The VIRUS registry has been a real-time assessment of the COVID-19 pandemic, so we may have introduced bias by excluding participants missing data. However, the large sample size provides real-time insight to ongoing trends and allows comparisons across the ages. Comparing the cohort of those with and without creatinine values, we found that we likely had some selection bias toward sicker patients; however, 40% of our participants were never in the ICU. A limitation of evaluating AKI across the age spectrum is the lack of standard Crb estimators, but our results were similar when using multiple estimators, suggesting there is a true phenomenon of bimodal age distribution in SARS-CoV2-related AKI that deserves further exploration. The registry includes multiple centers and as such risks introducing bias through practice pattern differences between pediatric versus adult centers and regional variations, but we controlled for this in our analyses by accounting for clustering within centers. However, evaluating data from across multiple regions and centers allows a broader view of the epidemiology of SARS-CoV2-related AKI, which is needed to plan for more in-depth case-control or randomized clinical trials evaluating different management and treatment strategies for improved outcomes in SARS-CoV2-related AKI.

Conclusions

Patients hospitalized with SARS-CoV2 have a high risk of AKI, irrespective of illness severity.

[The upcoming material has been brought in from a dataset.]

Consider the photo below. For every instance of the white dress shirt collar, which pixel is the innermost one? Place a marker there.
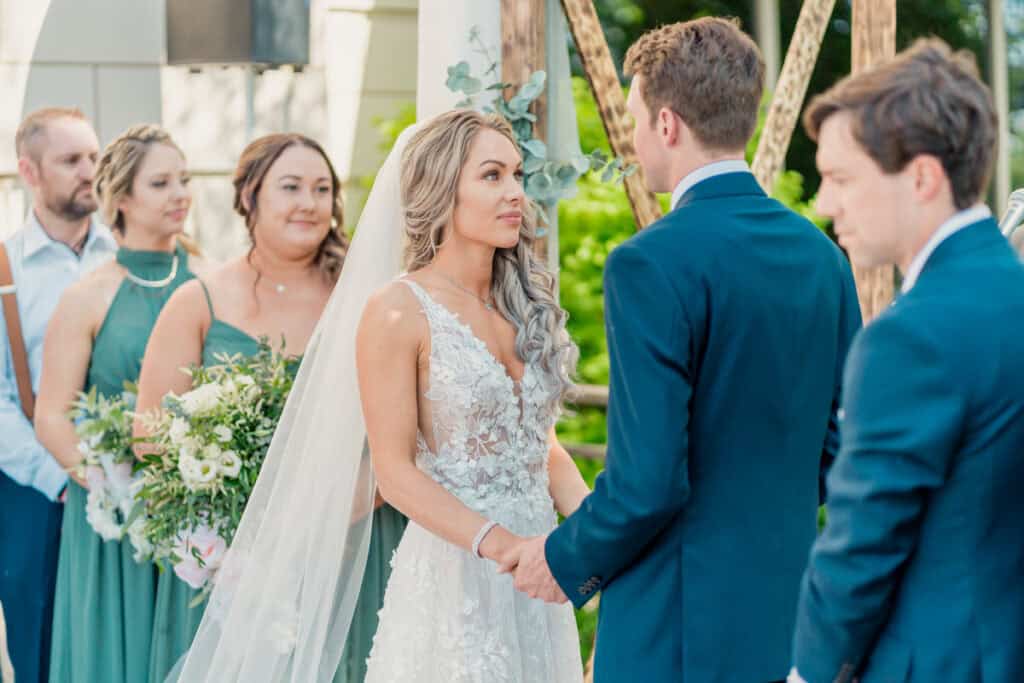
(705, 172)
(953, 224)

We demonstrate an interesting phenomenon of a bimodal age distribution of SARS-CoV2-related AKI risk – high in the elderly and early adolescence – that deserves more in-depth exploration as it was not explained by pre-existing comorbidities, illness severity, eGFR equations, or clustering within centers. Our study reiterates other findings that SARS-CoV2-related AKI at any stage increases patients’ morbidity and mortality. However, as the pandemic lingers, outbreaks will continue, and while younger children remain unvaccinated, it is even more important to understand if there are biological reasons or other unexplored risk factors behind this bimodal age distribution of AKI risk that may guide clinical care improvements in the management of SARS-CoV2 infections and/or provide insights into the pathophysiology of this unique virus.

Acknowledgements

The SCCM Discovery VIRUS registry is funded in part by the Gordon and Betty Moore Foundation, and Janssen Research & Development, LLC. They had no influence on analysis, interpretation and reporting of pooled data.
SCCM Discovery VIRUS Investigators Group.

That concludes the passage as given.